Diarios, novelística, cine televisión están todos de acuerdo en mostrarnos como normal lo sórdido y lo miserable. Nos acostumbran al olor a podrido, nos habitúan a chapotear en las cloacas, nos hacen poco a poco indiferentes al horror y el escándalo del mal.Paulatinamente, sin darnos cuenta, se nos ha hecho insensibles al pecado. Hemos llegado a creer natural aquello que hubiera parecido repugnante a nuestros mayores y al sentido común.
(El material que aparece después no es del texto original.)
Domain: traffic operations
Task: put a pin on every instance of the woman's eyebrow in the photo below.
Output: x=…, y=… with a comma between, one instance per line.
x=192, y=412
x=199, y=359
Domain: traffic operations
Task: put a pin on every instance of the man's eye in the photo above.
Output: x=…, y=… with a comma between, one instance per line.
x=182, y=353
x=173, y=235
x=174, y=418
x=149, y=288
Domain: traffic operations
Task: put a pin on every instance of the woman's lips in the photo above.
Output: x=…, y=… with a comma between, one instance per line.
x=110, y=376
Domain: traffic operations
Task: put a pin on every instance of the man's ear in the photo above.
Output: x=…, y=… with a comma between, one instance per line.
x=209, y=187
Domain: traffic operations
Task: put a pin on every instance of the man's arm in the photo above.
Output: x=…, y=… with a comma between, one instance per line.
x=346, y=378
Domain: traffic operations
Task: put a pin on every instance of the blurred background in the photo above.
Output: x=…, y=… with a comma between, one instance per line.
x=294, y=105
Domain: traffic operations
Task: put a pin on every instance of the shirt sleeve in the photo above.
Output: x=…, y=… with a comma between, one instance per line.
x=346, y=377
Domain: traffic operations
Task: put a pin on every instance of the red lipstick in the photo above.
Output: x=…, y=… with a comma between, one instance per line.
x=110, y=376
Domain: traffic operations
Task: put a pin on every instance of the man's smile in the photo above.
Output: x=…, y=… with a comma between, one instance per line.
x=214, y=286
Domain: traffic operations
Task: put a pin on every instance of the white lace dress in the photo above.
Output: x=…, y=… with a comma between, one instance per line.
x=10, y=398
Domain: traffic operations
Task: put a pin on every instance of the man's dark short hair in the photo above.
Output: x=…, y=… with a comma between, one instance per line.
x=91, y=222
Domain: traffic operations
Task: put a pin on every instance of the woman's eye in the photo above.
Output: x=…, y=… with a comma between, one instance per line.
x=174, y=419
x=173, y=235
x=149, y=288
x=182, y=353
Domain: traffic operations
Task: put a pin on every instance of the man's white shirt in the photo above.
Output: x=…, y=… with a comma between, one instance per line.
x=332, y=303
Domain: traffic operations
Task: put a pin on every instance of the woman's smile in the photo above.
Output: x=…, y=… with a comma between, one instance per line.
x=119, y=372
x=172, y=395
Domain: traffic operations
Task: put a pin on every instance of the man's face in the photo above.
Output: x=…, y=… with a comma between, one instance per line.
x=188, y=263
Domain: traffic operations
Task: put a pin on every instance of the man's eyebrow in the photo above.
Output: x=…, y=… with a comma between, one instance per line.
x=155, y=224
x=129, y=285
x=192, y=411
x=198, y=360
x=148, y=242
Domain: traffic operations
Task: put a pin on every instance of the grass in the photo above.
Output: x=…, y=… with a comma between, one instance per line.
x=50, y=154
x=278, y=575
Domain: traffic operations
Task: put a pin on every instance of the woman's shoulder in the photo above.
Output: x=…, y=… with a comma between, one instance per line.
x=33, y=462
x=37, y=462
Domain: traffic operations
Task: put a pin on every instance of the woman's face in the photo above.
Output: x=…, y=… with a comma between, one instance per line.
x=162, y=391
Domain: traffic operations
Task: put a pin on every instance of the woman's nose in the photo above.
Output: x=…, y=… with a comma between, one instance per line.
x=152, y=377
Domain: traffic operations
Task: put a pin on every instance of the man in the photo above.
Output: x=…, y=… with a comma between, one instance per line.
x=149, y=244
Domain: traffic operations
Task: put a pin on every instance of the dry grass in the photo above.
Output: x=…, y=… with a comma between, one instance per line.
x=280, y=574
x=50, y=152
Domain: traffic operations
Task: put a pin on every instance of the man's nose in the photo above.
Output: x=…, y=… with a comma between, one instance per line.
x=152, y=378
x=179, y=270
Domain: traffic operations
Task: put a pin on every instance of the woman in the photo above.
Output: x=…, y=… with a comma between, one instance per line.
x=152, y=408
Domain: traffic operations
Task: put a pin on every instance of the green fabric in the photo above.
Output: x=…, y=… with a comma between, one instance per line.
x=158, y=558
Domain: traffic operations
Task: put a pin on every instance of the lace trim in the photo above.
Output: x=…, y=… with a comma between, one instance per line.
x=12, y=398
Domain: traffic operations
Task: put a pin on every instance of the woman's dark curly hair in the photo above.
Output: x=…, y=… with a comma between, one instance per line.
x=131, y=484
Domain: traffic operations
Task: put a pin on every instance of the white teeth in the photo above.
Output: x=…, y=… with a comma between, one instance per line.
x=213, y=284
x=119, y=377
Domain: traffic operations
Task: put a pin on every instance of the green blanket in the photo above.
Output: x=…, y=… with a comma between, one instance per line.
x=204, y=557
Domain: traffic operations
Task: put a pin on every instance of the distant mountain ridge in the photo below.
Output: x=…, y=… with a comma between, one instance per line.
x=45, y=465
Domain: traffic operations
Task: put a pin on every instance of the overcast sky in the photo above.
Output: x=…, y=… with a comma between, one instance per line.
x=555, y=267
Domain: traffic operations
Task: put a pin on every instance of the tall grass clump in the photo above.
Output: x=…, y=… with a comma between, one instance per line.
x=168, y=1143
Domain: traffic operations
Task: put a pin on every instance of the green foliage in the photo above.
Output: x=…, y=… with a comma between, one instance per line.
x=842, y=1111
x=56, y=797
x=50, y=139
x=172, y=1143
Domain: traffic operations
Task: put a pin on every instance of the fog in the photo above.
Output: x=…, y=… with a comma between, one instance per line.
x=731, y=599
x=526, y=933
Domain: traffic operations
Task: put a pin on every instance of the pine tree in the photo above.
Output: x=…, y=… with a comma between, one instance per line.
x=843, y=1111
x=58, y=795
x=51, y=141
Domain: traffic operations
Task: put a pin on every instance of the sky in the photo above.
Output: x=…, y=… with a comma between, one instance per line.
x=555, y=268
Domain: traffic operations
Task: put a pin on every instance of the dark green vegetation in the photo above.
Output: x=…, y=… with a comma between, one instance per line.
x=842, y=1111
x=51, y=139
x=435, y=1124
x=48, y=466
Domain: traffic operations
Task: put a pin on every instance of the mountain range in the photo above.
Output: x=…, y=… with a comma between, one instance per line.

Hemos perdido –o estamos a punto de perder- la noción de la diferencia entre el bien y el mal.

En los antiguos tiempos del Imperio Romano, en la época cuando, mediante asesinatos y sediciones, los emperadores se sucedían unos a otros, era común que el triunfador de turno condenara a su antecesor depuesto no solo a la muerte sino al olvido. Era lo que se llamaba la ‘ damnatio memoriae ' –algo así como ‘la supresión de la memoria'-. Nadie podía repetir su nombre, ni referirse a sus hechos. Los historiadores y cronistas tenían prohibido incluirlos en sus libros. Sus nombres eran borrados de todos los lugares donde aparecían. Aún se conservan en las ruinas romanas frontones de mármol martillados para hacer desaparecer ciertos apellidos. Quien no hubiera sido contemporáneo al pobre depuesto emperador jamás sabría que dicho emperador había existido.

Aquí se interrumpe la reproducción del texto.